A controversial pesticide is linked to Parkinson’s disease, according to a culmination of over two decades of medical and scientific research. The research has linked one of the longest used and most common pesticides, paraquat, to Parkinson’s.
Britain, Europe, and China have already banned the substance, but it is still sprayed on some crops in the United States.
In 2016, the Environmental Protection Agency (EPA) released a regulatory filing that stated the potential dangers of paraquat, although the filing gained little attention. “There is a large body of epidemiology data on paraquat dichloride use and Parkinson’s disease,” the EPA stated.
The filing was released as a result of the EPA figuring out whether or not paraquat should be banned in the U.S. The decision may not happen until 2018, or even later.
China banned the pesticide in order to “safeguard people’s lives,” yet in the United States, paraquat use continues to rise.
Paraquat amounts of use on soybean fields have quadrupled since 2006, according to the Department of Agriculture.
The link between paraquat and Parkinson’s was suspected over two decades ago.

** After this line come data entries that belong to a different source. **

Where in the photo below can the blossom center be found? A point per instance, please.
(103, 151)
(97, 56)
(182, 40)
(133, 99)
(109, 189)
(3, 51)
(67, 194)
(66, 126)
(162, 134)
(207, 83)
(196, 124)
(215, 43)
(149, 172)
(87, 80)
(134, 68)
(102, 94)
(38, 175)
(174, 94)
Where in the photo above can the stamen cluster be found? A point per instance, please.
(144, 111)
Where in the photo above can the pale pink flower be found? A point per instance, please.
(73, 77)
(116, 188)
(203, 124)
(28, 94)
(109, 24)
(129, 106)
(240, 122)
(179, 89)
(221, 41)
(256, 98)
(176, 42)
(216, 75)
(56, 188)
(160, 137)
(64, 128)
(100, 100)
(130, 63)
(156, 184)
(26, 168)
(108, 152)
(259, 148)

Since then more studies have been done, and a particularly groundbreaking study in 2011 has confirmed that link.
The study, which was conducted by the Parkinson’s Institute and the National Institutes Of Health, involved farmers and their spouses, and others who handled pesticides.
The researchers found that those who had contact with paraquat were 2.5 times more likely to develop Parkinson’s.
In 2012, another study showed that paraquat exposure made the participants 11 times more likely to develop Parkinson’s disease.
Paraquat is not the first pesticide to be linked to Parkinson’s. Research from the American Academy of Neurology found that the pesticide ‘heptachlor epoxide’ in milk is also linked to Parkinson’s disease.